Se atendermos a que o factor económico tem porventura a maior responsabilidade em tais números, e se é de prever o seu agravamento com o progresso da chamada civilização actual, compreende-se bem a importância da lei que procura prevenir e tratar as doenças mentais.

Mantendo-se o ritmo de agravamento das perturbações mentais, é legítimo concluir que, em breve, não seria possível ter pessoal nem adquirir material suficiente para tratar as suas vítimas. Quer dizer que, em breve, a medicina curativa seria insuficiente para dominar o mal; o problema está, pois, em o evitar, isto é, em fazer a profilaxia das doenças mentais. Para isso o médico teve de mudar de direcção no exercício da sua arte; teve de cuidar do homem completo, olhando o corpo sim, mas vendo também o espírito; estudando o homem isolado, estudando o homem entre os homens e em sociedade; cuidando o homem doente, encarando 1 o homem são e examinando-o no seu ambiente. Apreciação do ponto de vista jurídico Do ponto de vista jurídico, o projecto em análise levanta problemas vários, alguns dos quais de gravidade e melindre.

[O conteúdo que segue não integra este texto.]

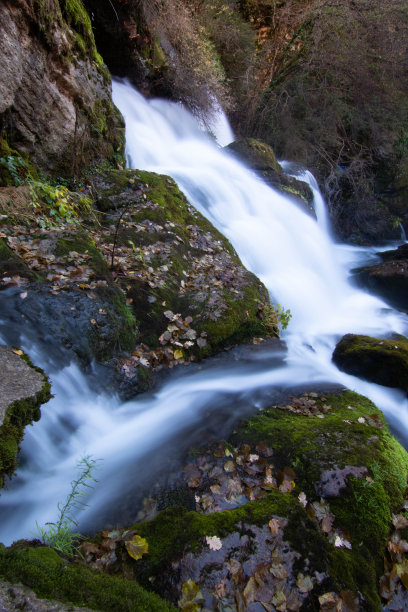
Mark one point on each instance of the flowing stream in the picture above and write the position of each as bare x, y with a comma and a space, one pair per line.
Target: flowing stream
304, 271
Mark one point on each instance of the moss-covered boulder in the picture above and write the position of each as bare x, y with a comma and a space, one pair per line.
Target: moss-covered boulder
131, 271
261, 158
389, 279
51, 577
23, 388
381, 361
186, 285
302, 508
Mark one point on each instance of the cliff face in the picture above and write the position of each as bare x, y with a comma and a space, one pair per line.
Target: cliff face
55, 93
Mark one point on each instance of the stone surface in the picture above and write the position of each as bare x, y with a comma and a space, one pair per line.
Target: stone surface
18, 380
19, 597
390, 278
261, 158
55, 95
384, 362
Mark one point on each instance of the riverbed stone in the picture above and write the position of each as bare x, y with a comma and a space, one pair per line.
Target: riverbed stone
384, 362
300, 506
389, 279
261, 158
23, 389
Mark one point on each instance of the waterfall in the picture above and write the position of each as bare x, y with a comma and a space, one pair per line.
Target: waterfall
303, 270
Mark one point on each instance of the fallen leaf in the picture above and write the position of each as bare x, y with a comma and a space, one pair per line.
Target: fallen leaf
402, 572
302, 498
304, 583
275, 525
399, 521
137, 547
214, 542
191, 597
341, 542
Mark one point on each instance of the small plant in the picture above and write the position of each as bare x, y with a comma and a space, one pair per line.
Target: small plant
58, 200
16, 167
61, 535
283, 316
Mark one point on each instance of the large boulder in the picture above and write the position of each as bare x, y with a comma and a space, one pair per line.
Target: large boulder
55, 92
302, 508
23, 388
390, 278
384, 362
140, 276
261, 158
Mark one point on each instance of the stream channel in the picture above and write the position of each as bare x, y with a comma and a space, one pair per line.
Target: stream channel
137, 441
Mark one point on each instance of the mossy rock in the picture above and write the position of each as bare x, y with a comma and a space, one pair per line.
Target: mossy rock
261, 158
180, 264
52, 577
388, 279
342, 462
384, 362
24, 389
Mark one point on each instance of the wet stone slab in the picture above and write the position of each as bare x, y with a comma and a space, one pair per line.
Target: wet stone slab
18, 380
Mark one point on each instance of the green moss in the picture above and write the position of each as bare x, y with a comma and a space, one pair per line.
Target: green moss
15, 167
52, 577
19, 414
258, 154
382, 361
363, 509
175, 530
11, 265
82, 243
122, 328
78, 19
180, 235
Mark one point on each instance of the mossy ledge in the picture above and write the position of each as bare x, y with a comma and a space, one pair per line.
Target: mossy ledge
19, 413
384, 362
51, 577
342, 462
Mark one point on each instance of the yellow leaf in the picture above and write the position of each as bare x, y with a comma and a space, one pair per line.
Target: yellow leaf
137, 547
191, 598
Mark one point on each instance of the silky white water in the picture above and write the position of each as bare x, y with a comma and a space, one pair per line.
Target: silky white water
302, 268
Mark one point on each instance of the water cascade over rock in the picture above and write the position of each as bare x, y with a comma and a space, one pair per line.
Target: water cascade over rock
302, 269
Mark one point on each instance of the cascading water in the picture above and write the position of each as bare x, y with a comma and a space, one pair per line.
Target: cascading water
303, 270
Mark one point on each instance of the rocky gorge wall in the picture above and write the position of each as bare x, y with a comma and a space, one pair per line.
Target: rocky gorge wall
55, 92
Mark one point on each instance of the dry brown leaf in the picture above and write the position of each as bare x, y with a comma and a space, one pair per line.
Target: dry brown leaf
275, 526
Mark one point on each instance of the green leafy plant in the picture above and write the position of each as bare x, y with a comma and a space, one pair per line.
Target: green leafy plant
61, 535
283, 316
16, 167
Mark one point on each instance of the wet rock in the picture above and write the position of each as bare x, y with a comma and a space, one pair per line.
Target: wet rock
389, 279
15, 597
260, 156
19, 381
295, 504
23, 389
49, 47
384, 362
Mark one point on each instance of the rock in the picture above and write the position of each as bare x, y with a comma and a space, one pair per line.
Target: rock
55, 580
261, 158
23, 389
72, 124
262, 534
384, 362
140, 280
15, 597
389, 279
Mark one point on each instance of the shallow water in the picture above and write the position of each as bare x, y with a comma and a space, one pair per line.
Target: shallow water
303, 269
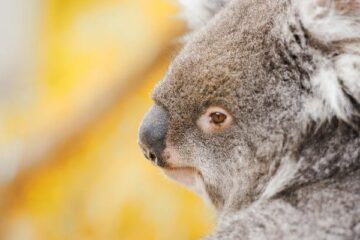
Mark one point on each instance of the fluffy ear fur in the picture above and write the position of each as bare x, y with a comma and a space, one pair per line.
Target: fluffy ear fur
198, 12
335, 26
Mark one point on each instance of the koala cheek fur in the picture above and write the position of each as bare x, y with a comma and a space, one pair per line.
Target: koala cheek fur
287, 166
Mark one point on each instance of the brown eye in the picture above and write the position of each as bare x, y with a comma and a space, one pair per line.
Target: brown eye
214, 119
217, 118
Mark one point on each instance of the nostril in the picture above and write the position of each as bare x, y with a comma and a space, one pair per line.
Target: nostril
152, 157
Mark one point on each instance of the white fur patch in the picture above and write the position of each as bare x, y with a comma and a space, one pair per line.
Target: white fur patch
198, 12
330, 20
336, 78
283, 175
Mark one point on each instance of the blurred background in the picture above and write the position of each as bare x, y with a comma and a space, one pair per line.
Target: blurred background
75, 81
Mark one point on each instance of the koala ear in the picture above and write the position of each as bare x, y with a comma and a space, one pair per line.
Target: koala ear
336, 82
330, 20
198, 12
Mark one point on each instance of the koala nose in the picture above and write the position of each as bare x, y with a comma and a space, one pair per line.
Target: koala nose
152, 134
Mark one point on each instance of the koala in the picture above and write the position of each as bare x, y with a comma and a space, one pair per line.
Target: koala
259, 113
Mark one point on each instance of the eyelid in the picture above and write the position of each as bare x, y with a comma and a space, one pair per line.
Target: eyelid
205, 124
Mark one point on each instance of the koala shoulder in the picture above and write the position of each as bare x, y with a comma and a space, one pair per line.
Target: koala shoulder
337, 218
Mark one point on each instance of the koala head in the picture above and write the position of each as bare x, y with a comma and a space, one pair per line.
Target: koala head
231, 112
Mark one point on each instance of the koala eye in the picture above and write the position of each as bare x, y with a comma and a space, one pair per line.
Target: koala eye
214, 120
218, 117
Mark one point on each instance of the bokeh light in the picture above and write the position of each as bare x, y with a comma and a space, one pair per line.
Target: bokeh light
75, 81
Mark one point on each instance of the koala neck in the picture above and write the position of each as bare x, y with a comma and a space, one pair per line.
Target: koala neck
329, 151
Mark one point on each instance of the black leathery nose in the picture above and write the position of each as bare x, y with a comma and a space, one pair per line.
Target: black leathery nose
152, 134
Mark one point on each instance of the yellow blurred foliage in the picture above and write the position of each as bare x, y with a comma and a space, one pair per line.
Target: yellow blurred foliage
92, 88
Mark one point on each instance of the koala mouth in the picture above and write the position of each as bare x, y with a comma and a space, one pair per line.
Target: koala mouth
187, 176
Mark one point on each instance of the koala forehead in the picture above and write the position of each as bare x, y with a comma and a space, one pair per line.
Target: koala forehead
228, 62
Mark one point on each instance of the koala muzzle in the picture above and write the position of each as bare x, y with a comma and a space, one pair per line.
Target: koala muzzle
152, 134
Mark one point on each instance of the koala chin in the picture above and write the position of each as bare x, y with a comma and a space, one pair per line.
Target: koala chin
259, 113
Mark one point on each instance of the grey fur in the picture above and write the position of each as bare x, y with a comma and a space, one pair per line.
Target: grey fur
278, 172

De entre as questões jurídicas que um projecto de lei sobre saúde mental suscita, destacamos como mais importantes as três seguintes (1):

A coordenação dos serviços psicossanitários dependentes do Ministério da Saúde e Assistência com os dependentes do Ministério da Justiça;

A gestão do património dos doentes mentais não feridos de incapacidade jurídica;

A protecção da liberdade individual, em face da possibilidade de aplicação, contra vontade do paciente, de medidas de tratamento psiquiátrico. Destes três problemas, o primeiro é afastado, pelo projecto em análise, dos limites do seu objecto. Com efeito, no n.º 3 da base IV exclui-se qualquer intromissão nos domínios reservados aos serviços do Ministério da Justiça (prisionais e de menores).

Que os primeiros permaneçam sob a alçada do Ministério da Justiça, justifica-se inteiramente pela ideia, salientada pelo Prof. Cavaleiro de Ferreira, de que, quanto a eles, ao interesse da cura se sobrepõe, em virtude do perigo criminal, o interesse da defesa social (l).

O regime jurídico em vigor não é totalmente este, devido à integração no Ministério da Justiça de um estabelecimento de fronteira (cuja competência se encontra no limite da que devia, no rigor dos princípios, ser atribuída ao Ministério da Justiça, invadindo já a do Ministério da Saúde e Assistência). Referimo-nos ao Instituto Navarro de Paiva, pelo corpo do artigo 2.º do Decreto-Lei n.º 40701, de 25 de Julho de 1956, destinado «à observação médico-psicológica e ao internamento dos menores delinquentes e indisciplinados do sexo masculino, mentalmente deficientes ou irregulares, sujeitos à jurisdição do tribunal de menores».

Mesmo aqui, porém, a distinção permanece, pelo menos em teoria. A lei distingue entre serviços médico-psicológicos [alínea l) do artigo 21.º da Organização Tutelar de Menores] e serviços de assistência psiquiátrica propriamente dita. Os primeiros podem considerar-se como uma forma-limite de educação correctiva, mais do que uma forma que rigorosamente se deva considerar de tratamento psiquiátrico próprio sensu. Quando este é necessário, o § 2.º do artigo 2.º do atrás citado Decreto-Lei n.º 40 701 dispõe que aos menores cujas anomalias mentais exijam tratamento incompatível com as possibilidades do Instituto serão internados em estabelecimentos psiquiátricos adequados».

(1) A ordem por que se indicam não é necessariamente a da sua importância.

(') Despacho de S. Ex.ª o Ministro da Justiça de 15 de Agosto de 1946, in Boletim Oficial do Ministério da Justiça, ano vi, n.º 87, p. 463. O artigo 124.º da Constituição Política subordina a readaptação social do delinquente, como fim da pena, à defesa da sociedade.